Fast cash loans are legitimate, and they’re legal in 37 states. But that doesn’t necessarily mean they’re a good idea. In practice, people who are already struggling to make ends meet struggle even more to repay these kinds of loans. According to a recent Consumer Finance Protection Bureau report, nearly half of those who took a payday loan rolled it over at least one payday, accruing fees along the way.
Taking out a fast cash loan can create a vicious cycle of repeat borrowing and exorbitant fees that cost much more than the original financial shortfall itself. Here’s what else you should know about them.
HOW A FAST CASH LOAN WORKS
FAST CASH LOANS ARE TYPICALLY SMALL
Many states have set limits on the allowable limit, typically around $500, though some states allow a higher limit. This interactive map by Experian shows each state’s limit. The National Conference of State Legislatures also provides details on allowed limits and fees by state.
INTEREST RATES TEND TO BE HIGH
Fast cash loan rates are typically higher than the rate offered by a traditional lender. Some payday lenders charge a transaction or finance fee instead, which can be costly. Fees may range from $10-$30 per $100 borrowed, according to the CFPB. On a two-week borrowing period, a $15 fee per $100 equals a nearly 400% annual percentage rate. By comparison, a traditional credit card’s APR typically runs 12-30%.
Let’s say you borrowed $500—that’s a $75 fee. Even a $20 fee on a $200 loan can create difficulties if things are so tight that you had to borrow to get to next Friday.
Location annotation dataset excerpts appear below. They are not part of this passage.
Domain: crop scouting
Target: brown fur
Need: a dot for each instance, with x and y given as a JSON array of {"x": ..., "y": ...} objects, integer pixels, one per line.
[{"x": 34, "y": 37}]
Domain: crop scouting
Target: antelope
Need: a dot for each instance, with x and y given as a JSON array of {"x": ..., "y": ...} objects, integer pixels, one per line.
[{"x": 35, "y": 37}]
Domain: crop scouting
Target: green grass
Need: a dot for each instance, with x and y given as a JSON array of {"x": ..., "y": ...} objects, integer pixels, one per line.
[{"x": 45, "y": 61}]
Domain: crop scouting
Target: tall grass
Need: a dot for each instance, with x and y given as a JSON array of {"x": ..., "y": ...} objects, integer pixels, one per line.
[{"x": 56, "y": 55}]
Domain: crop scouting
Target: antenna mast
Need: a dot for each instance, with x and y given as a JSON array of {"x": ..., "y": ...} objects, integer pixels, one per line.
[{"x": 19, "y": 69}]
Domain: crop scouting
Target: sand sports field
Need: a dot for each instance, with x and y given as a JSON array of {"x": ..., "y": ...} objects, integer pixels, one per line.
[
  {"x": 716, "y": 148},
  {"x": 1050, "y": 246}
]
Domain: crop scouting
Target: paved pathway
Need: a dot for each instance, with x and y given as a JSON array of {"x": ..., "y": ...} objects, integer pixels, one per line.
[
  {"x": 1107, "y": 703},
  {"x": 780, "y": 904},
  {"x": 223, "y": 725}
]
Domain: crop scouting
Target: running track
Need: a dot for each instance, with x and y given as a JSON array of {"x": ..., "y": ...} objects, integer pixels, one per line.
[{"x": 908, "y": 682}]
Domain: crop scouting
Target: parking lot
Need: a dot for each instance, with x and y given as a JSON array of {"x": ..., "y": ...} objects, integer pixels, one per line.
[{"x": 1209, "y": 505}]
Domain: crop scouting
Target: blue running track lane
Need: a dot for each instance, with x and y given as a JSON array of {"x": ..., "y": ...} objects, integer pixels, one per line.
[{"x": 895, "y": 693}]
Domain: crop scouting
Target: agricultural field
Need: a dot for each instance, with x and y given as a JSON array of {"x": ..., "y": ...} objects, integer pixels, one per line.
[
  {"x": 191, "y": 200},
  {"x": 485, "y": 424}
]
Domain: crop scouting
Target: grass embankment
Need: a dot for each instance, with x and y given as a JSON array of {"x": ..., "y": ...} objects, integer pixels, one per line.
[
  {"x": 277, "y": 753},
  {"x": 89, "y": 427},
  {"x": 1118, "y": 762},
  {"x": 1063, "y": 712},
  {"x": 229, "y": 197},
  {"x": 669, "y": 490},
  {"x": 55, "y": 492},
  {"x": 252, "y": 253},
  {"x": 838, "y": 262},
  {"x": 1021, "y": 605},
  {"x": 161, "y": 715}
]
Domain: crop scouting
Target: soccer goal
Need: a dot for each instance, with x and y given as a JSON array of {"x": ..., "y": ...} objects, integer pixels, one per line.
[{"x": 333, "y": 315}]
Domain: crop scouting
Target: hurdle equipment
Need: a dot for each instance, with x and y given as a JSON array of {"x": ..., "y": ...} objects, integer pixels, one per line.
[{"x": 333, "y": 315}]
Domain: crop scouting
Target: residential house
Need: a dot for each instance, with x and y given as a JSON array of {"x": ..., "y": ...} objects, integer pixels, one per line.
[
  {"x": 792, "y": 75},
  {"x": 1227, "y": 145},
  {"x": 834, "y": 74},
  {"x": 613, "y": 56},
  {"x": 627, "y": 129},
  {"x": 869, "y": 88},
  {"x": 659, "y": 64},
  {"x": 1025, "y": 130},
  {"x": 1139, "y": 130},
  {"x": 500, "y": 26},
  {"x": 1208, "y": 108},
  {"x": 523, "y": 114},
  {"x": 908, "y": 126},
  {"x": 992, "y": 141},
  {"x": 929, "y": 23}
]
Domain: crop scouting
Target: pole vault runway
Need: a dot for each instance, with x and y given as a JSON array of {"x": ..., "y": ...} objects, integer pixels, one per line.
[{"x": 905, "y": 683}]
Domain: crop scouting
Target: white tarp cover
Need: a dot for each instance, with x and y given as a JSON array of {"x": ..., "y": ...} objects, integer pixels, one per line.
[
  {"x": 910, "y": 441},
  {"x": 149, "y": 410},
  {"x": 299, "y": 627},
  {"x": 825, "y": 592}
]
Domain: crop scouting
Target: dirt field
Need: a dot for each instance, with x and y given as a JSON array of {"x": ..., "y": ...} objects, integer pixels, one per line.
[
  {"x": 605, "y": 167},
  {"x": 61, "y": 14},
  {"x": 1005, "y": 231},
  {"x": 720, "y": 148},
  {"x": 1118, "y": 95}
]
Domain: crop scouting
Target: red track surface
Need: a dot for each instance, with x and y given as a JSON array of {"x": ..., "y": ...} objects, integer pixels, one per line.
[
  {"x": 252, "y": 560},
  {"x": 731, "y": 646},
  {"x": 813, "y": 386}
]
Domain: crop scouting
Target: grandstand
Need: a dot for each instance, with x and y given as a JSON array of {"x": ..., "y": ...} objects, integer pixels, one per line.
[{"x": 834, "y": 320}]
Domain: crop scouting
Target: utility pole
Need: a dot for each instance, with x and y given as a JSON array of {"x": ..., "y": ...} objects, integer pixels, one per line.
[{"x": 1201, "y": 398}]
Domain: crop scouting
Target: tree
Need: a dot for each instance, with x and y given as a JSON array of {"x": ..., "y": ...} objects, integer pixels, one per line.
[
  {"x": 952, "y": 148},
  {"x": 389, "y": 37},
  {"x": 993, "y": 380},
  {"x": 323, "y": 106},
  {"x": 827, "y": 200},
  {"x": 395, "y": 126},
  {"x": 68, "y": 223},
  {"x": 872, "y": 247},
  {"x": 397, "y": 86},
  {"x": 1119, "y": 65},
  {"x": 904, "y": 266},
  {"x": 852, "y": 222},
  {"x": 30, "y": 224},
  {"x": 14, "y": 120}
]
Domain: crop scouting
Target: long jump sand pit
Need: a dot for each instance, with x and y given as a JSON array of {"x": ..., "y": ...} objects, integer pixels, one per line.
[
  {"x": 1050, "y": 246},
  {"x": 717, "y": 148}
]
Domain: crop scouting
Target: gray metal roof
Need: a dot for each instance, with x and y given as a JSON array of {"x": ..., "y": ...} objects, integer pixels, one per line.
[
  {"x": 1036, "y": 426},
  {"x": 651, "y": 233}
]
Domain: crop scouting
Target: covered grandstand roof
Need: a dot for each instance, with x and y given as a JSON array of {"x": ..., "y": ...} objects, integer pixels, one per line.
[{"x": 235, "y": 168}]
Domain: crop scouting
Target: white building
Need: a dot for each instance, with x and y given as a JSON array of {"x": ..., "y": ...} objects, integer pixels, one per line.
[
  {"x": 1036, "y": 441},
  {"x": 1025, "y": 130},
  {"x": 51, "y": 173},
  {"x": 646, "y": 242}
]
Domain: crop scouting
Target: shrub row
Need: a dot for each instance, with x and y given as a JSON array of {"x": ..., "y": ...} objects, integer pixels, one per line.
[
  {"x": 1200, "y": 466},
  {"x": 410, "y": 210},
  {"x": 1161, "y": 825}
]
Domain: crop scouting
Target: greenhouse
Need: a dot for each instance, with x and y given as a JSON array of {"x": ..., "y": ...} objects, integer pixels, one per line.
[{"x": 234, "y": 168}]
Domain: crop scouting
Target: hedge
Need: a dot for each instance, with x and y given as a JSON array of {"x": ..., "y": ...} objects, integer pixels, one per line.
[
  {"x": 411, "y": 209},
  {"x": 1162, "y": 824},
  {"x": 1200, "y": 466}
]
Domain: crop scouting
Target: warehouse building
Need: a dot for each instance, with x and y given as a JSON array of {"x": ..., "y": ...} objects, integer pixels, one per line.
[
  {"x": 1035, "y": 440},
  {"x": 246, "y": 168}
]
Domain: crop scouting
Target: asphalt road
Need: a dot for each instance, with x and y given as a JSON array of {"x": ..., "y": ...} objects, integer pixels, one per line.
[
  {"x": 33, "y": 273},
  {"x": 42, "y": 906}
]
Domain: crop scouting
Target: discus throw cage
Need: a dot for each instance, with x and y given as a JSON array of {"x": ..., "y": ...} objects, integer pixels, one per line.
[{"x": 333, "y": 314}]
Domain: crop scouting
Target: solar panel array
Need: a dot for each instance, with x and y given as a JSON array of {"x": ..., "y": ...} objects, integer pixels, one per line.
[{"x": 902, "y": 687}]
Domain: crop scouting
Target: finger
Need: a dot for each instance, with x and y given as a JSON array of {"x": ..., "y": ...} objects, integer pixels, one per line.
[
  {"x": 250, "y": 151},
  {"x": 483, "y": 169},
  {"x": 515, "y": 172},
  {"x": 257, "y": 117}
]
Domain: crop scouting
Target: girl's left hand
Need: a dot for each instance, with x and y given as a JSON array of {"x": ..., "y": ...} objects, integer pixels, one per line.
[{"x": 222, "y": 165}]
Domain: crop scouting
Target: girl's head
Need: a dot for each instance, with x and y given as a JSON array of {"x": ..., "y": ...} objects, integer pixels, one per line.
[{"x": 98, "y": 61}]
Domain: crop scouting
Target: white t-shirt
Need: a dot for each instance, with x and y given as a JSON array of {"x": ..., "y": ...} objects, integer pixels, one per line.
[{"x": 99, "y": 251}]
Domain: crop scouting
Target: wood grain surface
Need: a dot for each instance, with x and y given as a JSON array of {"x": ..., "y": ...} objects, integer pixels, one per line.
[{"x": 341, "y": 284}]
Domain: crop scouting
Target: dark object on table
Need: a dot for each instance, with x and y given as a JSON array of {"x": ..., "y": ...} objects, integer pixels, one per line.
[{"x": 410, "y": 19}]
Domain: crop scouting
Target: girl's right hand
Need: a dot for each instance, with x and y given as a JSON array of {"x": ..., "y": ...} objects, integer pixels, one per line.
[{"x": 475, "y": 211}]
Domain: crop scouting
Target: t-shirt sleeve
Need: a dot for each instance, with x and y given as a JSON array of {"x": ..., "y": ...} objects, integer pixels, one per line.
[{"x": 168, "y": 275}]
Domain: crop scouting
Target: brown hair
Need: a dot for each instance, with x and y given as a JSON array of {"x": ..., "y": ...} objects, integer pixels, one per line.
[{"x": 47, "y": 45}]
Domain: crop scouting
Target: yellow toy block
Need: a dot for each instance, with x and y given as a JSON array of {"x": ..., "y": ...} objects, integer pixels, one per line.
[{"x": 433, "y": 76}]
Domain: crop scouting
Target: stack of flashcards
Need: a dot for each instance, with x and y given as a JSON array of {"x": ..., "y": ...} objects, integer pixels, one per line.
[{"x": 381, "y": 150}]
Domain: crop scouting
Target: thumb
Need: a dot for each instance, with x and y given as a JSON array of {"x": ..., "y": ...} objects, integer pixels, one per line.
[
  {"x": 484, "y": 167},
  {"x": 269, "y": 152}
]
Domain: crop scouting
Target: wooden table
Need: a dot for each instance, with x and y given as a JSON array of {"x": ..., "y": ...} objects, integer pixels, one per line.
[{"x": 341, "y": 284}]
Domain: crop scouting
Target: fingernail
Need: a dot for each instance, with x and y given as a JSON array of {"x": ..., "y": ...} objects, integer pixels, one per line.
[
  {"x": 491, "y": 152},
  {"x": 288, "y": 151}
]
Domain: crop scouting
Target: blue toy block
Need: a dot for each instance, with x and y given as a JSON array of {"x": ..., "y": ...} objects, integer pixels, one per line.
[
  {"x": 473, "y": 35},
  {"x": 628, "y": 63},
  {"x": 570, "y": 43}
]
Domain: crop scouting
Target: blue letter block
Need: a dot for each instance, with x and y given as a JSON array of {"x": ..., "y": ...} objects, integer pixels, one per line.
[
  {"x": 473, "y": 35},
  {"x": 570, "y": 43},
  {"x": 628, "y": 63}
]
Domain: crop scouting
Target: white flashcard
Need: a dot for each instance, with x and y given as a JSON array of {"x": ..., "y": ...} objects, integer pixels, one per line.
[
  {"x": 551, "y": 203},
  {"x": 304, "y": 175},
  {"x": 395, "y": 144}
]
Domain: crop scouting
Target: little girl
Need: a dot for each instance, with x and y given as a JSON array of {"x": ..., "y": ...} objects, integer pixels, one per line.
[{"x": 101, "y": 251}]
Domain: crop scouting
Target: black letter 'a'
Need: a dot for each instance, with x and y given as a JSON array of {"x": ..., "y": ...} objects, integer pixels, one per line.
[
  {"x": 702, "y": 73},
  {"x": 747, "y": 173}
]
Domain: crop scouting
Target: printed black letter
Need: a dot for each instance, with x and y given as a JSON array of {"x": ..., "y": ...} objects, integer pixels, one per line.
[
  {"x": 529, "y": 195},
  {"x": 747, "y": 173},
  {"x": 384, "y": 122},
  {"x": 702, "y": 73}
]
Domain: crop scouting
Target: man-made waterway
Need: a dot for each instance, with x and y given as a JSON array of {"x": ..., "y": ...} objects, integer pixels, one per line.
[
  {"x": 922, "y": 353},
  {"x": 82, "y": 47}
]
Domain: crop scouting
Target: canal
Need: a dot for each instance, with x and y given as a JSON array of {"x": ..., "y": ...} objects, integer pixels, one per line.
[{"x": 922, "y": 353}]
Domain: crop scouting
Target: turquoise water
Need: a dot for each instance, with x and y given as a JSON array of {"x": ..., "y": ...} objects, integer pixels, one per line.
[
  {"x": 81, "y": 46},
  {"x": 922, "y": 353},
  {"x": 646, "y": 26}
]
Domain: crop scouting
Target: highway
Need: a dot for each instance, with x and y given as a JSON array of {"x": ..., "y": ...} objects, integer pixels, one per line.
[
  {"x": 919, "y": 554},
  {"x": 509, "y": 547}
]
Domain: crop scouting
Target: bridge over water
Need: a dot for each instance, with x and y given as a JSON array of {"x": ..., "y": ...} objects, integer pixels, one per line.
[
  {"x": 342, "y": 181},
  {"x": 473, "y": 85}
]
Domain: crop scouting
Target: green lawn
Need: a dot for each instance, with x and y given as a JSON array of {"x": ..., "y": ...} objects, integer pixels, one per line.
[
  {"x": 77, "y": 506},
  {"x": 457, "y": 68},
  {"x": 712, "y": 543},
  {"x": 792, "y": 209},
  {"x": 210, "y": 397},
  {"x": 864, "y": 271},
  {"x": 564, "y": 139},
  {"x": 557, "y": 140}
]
THE REPAYMENT PERIOD IS SHORT
Usually, repayment is required within 14 days, or possibly within the month. It’s guaranteed through an automated withdrawal from your bank account or a post-dated check, and the lender pulls the owed amount as soon as your paycheck is deposited.
PAYDAY LENDERS AREN’T TRADITIONAL BANKS OR CREDIT UNIONS
Quick cash loans are offered through payday loan stores or stores that offer financial services, such as pawn shops, rent-to-own stores, or stores with check-cashing services.
NO CREDIT CHECK IS REQUIRED
Unlike traditional financial institutions, fast cash lenders aren’t really concerned about your past credit history. Your credit score is almost never considered, nor is your employment history or debt-to-income ratio. According to the CFPB, all you need is a bank account in decent standing, identification, and a steady source of income.
It’s important to note that your credit score isn’t affected (positively or negatively) by a fast cash or payday loan. That’s because these lenders don’t tend to report the loan, or the payments, to any credit reporting bureaus. So, unless you default on a loan and it gets sold to a collection agency, it’s unlikely to ever show up on your credit report or impact your credit score.
ALTERNATIVES TO A FAST CASH LOAN
Coming up with an alternative may not be easy if you and your extended family are already on financial thin ice. But, if possible, you’d be better off dipping into your savings if you have it, or using your credit card, which has preferable fees compared to payday loans. You might consider borrowing from friends or family or asking for an advance on your paycheck. All of these options are typically preferable to taking a fast cash loan.
If you do decide to take a fast cash loan, you should always read reviews and check with the Better Business Bureau first. Also, double-check the fine print and make sure the fees don’t exceed the maximum in your state.
WHAT TO DO WHEN YOU ALREADY HAVE A FAST CASH LOAN
We recommend prioritizing paying off the fast cash loan as soon as possible, no matter what your other financial commitments are. Make it your top priority to get out from under the fees, even if those fees feel manageable now.
If you’re able, cut your spending in other areas to come up with the cash to pay off the loan. Or take temporary, extra work to bring in additional money. If you’re juggling multiple debts, you may be able to roll these debts into a consolidation loan through a traditional lender with more reasonable fees.
For military families, be aware that the Military Lending Act provides protections to members of the military. Perhaps most relevant, lenders cannot charge more than 36% interest (including fees), which protects members from exorbitant payday loan fees.